Panas Membakar Kulit Desa
Akhirnya, setelah bertahun-tahun merantau kekota orang, kembali ke tempat asal merupakan sedikit momen yang ingin kita ulangi sekali lagi. Melihat sawah-sawah hijau, hewan ternak yang melindungi anaknya dari terik panas dan lain sebagainya. Desa merupakan pelarian setiap orang untuk mencari ketenangan dari sibuknya kota.

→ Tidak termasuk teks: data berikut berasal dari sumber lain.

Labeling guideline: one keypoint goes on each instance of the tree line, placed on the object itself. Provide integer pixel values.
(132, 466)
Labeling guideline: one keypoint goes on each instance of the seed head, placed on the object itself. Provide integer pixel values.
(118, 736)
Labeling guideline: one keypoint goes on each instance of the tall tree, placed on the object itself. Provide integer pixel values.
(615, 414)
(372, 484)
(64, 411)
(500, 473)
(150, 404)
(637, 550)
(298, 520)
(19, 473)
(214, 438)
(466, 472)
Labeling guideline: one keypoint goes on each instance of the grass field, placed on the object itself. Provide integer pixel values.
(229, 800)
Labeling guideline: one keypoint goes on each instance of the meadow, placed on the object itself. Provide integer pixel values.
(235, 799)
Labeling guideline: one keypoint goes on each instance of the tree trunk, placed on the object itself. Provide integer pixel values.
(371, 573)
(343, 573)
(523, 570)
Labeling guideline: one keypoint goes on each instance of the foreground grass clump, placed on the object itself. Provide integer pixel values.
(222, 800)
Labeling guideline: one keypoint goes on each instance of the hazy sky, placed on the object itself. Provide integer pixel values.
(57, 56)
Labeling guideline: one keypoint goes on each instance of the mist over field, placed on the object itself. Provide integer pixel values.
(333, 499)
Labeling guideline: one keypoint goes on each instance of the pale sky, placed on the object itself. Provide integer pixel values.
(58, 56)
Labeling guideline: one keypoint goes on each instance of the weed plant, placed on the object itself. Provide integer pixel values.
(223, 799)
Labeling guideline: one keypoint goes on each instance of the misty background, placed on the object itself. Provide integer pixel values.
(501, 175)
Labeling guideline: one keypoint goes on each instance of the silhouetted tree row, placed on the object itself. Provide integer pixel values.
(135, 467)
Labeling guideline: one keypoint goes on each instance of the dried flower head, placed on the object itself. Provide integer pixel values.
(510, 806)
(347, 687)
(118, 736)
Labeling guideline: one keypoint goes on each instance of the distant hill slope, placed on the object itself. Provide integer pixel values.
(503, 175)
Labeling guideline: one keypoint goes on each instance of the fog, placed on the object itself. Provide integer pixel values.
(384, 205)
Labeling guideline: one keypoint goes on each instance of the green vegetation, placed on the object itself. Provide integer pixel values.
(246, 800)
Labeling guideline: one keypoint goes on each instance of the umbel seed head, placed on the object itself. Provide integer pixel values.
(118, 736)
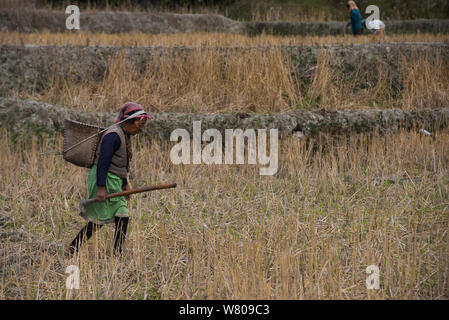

Namun, kali ini ada yang berbeda. Teriknya matahari tidak lagi terasa hangat seperti dulu, ia membakar, menyengat tanpa ampun. Jalanan tanah yang dulu lembap kini retak-retak, menyerupai keriput bumi kehausan. Petani menatap langit dengan harapan, berharap hujan turun sebagai anugerah yang menenangkan. Tapi awan seakan-akan enggan datang.
Di sudut desa, anak-anak kecil berlari tanpa alas kaki, kulit mereka yang kecokelatan semakin gelap karena panas yang mengigit. Di tepi sawah, seorang kake duduk di bawah pohon rindang yang tak lagi serindang dulu. "Dulu, panas tidak sekejam ini," gumamnya pelan.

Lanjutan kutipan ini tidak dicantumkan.